Delaware voted for Joe Biden for senator with the knowledge it might not keep him. It meant the voters were entitled to a sort of doppelganger, preferably one familiar enough with the Senate not to squander a gubernatorial appointment lasting two years, until a new senator could be elected.

That argument made sense to Ruth Ann Minner, the Democratic governor nearing the end of her tenure, although not necessarily to a bunch of Democratic legislators who were still mourning John Carney's loss to Jack Markell in the primary for governor.

If the opening had come a century earlier, not in 2009 but 1909, when senators were chosen by the legislature, this column probably would be about Senator Carney and not Senator Kaufman.

Since taking the oath Jan. 16, Kaufman has had one serious break with Joe Biden. That daily train ride home that Biden made memorable? Not for Kaufman. Not at 70 years old with the wear and tear of commuting.

On the days the Senate is in session, Kaufman stays in Washington in an apartment with his wife Lynne, instead of traveling to their house in Greenville, not far from Joe and Jill Biden when they are back in Delaware.

Kaufman has shown there is more to him than some of the cheekier reasons given for his installation. His purpose was not simply to make Tom Carper the senior Democratic senator, or to fashion an interregnum between Joe and Beau, or to guarantee Minner a great seat at the presidential inauguration.

Kaufman has found a niche for himself as that rare Democrat with a business background, a Duke engineering degree, a Wharton MBA and time at DuPont.

He was live on CNBC and Fox Business News on Wednesday, the same day he chaired a Judiciary hearing on financial fraud and Delaware Grapevine was there to watch.

The hearing was notable, and not just because Minnesota Democrat Al Franken, the comedian-turned-senator who is trying earnestly not to be funny, could not help himself and observed, "How proud we are to have Minnesota be the home of the third largest Ponzi scheme."

The hearing was a way for Kaufman to showcase a prime concern of his.

He is an early skeptic of high frequency trading, an ingenuity that has Wall Street's biggest firms employing supercomputers to make thousands of trades a second.

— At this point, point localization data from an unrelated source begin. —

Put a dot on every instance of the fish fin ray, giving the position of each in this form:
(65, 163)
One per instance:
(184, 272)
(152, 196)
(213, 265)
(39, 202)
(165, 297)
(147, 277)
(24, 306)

It is regarded variously as a new market efficiency or a new market manipulation, and Kaufman is leery because another crisis in confidence for the stock market could be calamitous.

Kaufman's transformation from staffer to senator looks seamless, even if he is adamant about departing when his appointment is up.

"It's like volleyball, the difference between setters and spikers. I'm a setter, not a spiker. Chiefs of staff don't stand around and think that we're second-class citizens. I totally loved my job with Joe Biden," Kaufman said.

This is not so much a case of an understudy stepping up, but more of a stage manager yanked from backstage. In politics as in theatre, the show must go on.

Kaufman has not really thought about what comes next. Maybe more teaching. Certainly on call for Joe Biden. Certainly a return to life behind the scenes, leaving to others the curtain calls he never craved. The mausoleum, too.